French President Francois Hollande says Iran and Russia must be part of a resolution of the crisis in Syria while maintaining his stance on Syrian President Bashar al-Assad.
“We must, with Russia, with Iran, with neighboring countries, with the Persian Gulf countries, find another solution than Bashar al-Assad,” Hollande said while addressing the United Nations General Assembly on Monday.
“We have to do everything so that a political transition can be found in Syria,” he stated.
Hollande’s remarks came a day after German Foreign Minister Frank-Walter Steinmeier said talks should be held between regional countries, the European Union states, the United States and Russia “towards the foundation of a transitional government” in the Arab country.

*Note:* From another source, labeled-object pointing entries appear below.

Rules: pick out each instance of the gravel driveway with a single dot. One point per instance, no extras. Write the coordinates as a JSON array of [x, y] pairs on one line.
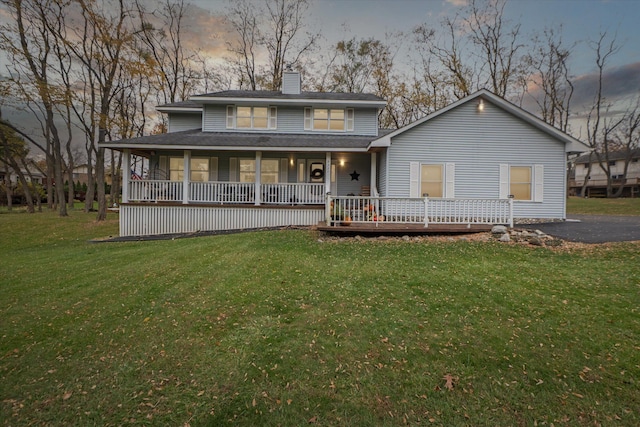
[[594, 228]]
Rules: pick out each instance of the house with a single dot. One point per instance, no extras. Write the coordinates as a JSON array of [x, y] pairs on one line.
[[593, 178], [253, 159]]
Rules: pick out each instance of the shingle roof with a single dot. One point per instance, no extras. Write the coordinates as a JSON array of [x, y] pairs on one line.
[[267, 94], [230, 140]]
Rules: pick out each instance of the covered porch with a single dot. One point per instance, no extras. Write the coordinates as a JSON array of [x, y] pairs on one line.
[[290, 179]]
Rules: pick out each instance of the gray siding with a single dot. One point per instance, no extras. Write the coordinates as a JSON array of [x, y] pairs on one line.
[[361, 163], [184, 121], [477, 143], [291, 120]]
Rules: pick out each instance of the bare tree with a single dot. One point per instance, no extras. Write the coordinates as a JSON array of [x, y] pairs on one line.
[[28, 40], [549, 60], [274, 30], [601, 125]]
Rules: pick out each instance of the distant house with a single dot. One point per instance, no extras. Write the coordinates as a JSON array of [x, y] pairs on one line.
[[251, 159], [588, 171]]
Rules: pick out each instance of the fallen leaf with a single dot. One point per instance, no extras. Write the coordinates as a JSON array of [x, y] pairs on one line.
[[449, 379]]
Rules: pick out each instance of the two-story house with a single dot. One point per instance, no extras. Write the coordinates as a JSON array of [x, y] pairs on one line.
[[254, 159]]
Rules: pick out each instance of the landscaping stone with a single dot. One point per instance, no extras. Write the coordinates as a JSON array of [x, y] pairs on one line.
[[505, 238], [499, 229], [536, 241]]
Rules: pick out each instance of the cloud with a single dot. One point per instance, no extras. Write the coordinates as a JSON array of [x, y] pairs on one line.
[[619, 85], [458, 3]]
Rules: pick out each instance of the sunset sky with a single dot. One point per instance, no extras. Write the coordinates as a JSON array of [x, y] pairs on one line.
[[581, 21]]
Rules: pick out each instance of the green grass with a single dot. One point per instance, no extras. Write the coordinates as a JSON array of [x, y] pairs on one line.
[[579, 205], [277, 328]]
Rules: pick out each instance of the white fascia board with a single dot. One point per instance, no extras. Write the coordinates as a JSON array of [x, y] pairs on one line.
[[179, 109], [228, 148], [300, 101], [384, 141]]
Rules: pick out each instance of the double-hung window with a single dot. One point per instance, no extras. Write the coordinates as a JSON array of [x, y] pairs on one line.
[[242, 117], [202, 169], [329, 119], [521, 182], [432, 180]]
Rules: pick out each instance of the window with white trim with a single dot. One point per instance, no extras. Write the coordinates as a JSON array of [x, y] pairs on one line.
[[329, 119], [520, 180], [269, 170], [432, 180], [242, 117], [202, 169]]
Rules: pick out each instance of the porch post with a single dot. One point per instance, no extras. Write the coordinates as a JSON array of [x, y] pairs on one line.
[[327, 174], [258, 183], [374, 172], [186, 176], [126, 174]]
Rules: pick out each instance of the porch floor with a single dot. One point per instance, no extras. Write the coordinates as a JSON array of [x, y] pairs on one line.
[[382, 228]]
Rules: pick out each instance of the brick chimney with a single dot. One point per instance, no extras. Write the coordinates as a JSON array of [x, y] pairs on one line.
[[291, 82]]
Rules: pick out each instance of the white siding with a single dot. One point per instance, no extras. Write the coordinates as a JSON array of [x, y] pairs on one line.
[[184, 121], [478, 143]]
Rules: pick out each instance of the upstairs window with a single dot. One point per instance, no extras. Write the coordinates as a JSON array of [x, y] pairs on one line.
[[251, 117], [328, 119]]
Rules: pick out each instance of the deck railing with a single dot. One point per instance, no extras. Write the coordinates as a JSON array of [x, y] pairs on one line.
[[222, 192], [374, 210], [155, 191], [293, 194], [226, 192]]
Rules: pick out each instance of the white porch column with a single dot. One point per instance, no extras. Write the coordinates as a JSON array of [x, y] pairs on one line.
[[327, 174], [186, 176], [374, 174], [258, 193], [126, 174]]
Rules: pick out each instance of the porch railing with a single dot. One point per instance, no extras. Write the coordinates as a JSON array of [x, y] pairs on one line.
[[155, 191], [226, 192], [222, 192], [375, 210]]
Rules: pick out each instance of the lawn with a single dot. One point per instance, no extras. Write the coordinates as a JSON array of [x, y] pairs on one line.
[[579, 205], [290, 328]]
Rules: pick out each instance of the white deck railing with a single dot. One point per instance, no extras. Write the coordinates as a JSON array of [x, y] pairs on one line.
[[293, 194], [155, 191], [226, 192], [222, 192], [418, 210]]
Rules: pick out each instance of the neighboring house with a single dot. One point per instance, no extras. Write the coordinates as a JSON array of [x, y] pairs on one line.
[[589, 172], [38, 177], [251, 159]]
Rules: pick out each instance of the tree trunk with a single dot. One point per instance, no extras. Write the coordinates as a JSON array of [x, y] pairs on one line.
[[102, 200]]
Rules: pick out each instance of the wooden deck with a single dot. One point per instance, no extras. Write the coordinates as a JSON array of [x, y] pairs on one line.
[[381, 228]]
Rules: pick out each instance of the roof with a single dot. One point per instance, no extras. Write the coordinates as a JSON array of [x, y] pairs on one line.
[[613, 155], [198, 140], [572, 145], [279, 97], [180, 106]]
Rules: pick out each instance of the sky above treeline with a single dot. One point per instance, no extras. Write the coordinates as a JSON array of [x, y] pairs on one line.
[[579, 21]]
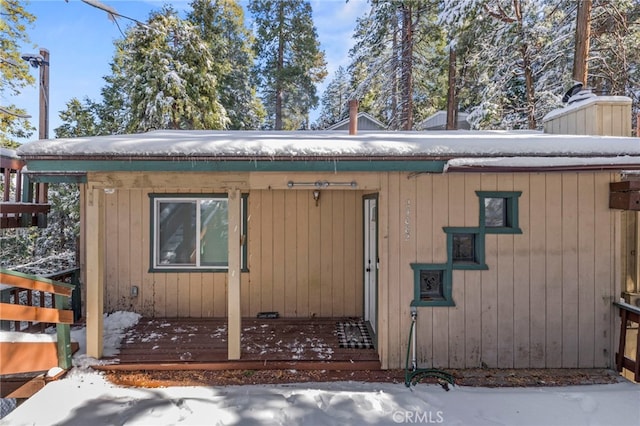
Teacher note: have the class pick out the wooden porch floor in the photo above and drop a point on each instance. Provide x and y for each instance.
(201, 343)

The French president’s comments strongly conflict with those of his Russian counterpart Vladimir Putin and French Foreign Minister Laurent Fabius, who say Assad is definitely part of the solution to the turmoil in Syria.
During his address to the UN General Assembly on Monday, Putin noted that no one but Assad’s armed forces are truly fighting the Daesh Takfiri terrorists and other militant groups operating inside the country.
“We think it is an enormous mistake to refuse to cooperate with the Syrian government and its armed forces who are valiantly fighting terrorism face to face,” he noted.
On September 22, Fabius said a diplomatic resolution to Syria’s crisis is impossible without Assad. “If we require, even before negotiations start, that Assad step down, we won’t get far,” he was quoted as saying in the French daily Le Figaro.
The foreign-sponsored conflict in Syria, which flared in March 2011, has reportedly claimed some 250,000 lives up until now.